Durante muitos anos professor de semiótica na Universidade de Bolonha, presidia actualmente à Escola Superior do Centro de Estudos Humanísticos daquele estabelecimento de ensino superior. O filósofo e semiólogo italiano, especialista em símbolos, era ainda um exímio linguista. Demonstrou-o, aliás, no seu livro ‘À Procura da Língua Perfeita’.

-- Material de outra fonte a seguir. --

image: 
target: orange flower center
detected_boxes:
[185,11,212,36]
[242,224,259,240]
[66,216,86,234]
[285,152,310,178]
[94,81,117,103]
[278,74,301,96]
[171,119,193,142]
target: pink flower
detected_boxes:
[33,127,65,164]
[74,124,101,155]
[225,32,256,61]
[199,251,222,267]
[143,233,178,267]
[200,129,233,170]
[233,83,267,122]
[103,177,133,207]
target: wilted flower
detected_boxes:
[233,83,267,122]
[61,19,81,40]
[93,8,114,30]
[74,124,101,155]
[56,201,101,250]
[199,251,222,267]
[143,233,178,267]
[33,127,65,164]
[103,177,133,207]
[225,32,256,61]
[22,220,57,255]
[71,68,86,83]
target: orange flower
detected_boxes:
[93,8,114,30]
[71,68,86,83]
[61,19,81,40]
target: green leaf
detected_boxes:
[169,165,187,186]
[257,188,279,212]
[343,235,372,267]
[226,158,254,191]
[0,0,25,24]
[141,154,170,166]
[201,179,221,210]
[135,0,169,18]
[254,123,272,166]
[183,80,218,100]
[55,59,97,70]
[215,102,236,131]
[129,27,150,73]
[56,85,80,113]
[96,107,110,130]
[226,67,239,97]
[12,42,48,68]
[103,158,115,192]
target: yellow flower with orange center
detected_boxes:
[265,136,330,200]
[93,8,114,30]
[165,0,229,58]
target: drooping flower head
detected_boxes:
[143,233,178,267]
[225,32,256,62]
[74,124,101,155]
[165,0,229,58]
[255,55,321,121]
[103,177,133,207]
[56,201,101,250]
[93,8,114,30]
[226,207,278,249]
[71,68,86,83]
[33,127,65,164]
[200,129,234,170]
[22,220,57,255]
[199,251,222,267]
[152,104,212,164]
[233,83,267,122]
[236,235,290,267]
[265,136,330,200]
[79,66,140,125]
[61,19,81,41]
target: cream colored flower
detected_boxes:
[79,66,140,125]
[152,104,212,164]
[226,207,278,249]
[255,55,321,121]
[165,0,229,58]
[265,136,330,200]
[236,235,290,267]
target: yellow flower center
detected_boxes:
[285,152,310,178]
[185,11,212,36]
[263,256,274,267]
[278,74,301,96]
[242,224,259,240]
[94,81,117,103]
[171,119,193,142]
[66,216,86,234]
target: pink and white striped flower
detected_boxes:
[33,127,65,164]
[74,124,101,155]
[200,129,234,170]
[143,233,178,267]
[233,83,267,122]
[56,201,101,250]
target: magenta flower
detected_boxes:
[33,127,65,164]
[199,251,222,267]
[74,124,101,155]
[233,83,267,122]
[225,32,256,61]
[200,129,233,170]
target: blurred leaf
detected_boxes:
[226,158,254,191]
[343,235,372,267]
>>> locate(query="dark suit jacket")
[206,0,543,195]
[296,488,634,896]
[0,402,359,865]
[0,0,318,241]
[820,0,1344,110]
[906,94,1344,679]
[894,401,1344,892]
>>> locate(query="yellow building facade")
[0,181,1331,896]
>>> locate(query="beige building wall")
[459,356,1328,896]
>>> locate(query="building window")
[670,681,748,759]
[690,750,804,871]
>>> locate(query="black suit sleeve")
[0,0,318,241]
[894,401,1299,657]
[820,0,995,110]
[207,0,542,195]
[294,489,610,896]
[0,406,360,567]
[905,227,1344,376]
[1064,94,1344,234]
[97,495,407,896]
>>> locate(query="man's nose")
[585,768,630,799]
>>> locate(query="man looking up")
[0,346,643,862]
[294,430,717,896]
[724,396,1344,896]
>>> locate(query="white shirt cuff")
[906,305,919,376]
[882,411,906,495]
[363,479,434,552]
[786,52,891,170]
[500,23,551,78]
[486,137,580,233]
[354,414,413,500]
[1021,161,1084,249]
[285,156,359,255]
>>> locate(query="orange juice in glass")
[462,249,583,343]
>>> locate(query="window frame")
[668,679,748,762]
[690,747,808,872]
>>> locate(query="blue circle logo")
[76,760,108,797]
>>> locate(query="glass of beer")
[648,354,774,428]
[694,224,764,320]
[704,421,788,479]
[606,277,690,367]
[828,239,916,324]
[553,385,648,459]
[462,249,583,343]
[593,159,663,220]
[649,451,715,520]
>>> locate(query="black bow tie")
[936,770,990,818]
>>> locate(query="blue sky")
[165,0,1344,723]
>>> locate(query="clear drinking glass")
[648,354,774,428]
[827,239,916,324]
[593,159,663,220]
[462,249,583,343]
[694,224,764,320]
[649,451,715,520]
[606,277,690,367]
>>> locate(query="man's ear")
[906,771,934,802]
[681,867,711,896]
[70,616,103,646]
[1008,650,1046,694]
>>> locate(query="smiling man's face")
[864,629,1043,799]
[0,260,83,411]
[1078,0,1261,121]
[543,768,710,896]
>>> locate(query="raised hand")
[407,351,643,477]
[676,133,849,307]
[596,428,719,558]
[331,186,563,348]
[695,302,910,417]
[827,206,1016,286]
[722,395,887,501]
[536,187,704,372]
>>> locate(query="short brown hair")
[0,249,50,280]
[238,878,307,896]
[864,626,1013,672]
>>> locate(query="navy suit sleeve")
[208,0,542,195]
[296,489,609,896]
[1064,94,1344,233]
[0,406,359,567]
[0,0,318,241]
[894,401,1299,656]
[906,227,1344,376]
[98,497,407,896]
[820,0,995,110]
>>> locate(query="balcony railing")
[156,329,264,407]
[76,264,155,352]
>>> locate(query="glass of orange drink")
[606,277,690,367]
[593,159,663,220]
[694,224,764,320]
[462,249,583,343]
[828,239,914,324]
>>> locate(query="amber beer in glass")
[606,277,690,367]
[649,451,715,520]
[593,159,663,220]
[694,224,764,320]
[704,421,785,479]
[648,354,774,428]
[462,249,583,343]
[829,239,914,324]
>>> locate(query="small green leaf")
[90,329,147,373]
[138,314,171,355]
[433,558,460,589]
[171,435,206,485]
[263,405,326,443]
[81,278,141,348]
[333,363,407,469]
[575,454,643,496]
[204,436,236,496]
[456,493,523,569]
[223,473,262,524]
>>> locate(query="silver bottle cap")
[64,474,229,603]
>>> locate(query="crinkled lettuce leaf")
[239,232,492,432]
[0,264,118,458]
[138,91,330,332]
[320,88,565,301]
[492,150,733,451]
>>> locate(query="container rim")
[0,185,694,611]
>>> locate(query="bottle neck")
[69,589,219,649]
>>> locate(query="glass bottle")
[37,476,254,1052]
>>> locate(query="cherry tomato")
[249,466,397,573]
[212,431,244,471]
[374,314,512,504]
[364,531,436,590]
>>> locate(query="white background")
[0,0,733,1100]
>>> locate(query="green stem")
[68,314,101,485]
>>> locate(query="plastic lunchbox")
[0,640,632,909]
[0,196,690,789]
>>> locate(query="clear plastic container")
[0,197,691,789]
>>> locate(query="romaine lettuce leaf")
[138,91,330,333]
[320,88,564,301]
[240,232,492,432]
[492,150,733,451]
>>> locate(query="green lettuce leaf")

Apesar de dono de uma cultura profundíssima, e especialista no período medieval, Umberto Eco era um observador atento da sociedade moderna e contemporânea e da sua simbologia, expressa não só através das artes plásticas – foi seminal o seu livro ‘A Obra Aberta’, mas também da banda desenhada e das histórias infantis, como demonstrou em ‘A Misteriosa Chama da Rainha Loana’ ou em ‘Diário Mínimo’, nos quais aborda personagens do imaginário infantil como o rato Mickey, a Clarabela ou outras personagens do panteão de Walt Disney do mesmo modo profundo e descontraído como abordava temas da chamada “alta cultura”. Tudo servia a Umberto Eco, da mais consagrada cultura livresca à arte ou comunicação ‘pops’, para reflectir sobre a sociedade e a nossa própria natureza de seres humanos, sobretudo na era da comunicação desenfreada e frequentemente desregulada.
Com comentários que entravam por vezes na esfera da política, o que mais lhe interessava era, sem dúvida, a consciencialização do homem contemporâneo. Nesse sentido, foi próximo de alguém que partilhava as mesmas preocupações: José Saramago.
O seu último livro, ‘Número Zero’, é uma crítica velada ao maquiavelismo do jornalismo hodierno, e à horrenda caricatura em que tornou – e ao mesmo tempo uma reflexão do seu incomparável e necessário papel em democracia.
Consciente de que vivia numa sociedade doente e confrontada por inúmeras dúvidas existenciais, Eco partiu, ele próprio, aparentemente vítima de uma doença que o corroía já há anos, a doença da ‘moda’, aquela de que quase todos morrem hoje em dia, o cancro. Também ela, um fenómeno de massas, ao qual a sua individualidade resistiu mas acabou por sucumbir.
A sua ausência será profundamente sentida. Que descanse em paz um dos poucos filósofos e comentadores que soube de forma exímia remeter o leitor às fundações da cultura do Ocidente, consciencializá-lo dos novos desafios da sociedade e ao mesmo tempo despertá-lo para a necessidade de uma nova forma de viver, mais baseada no saber e menos no possuir. Bem haja.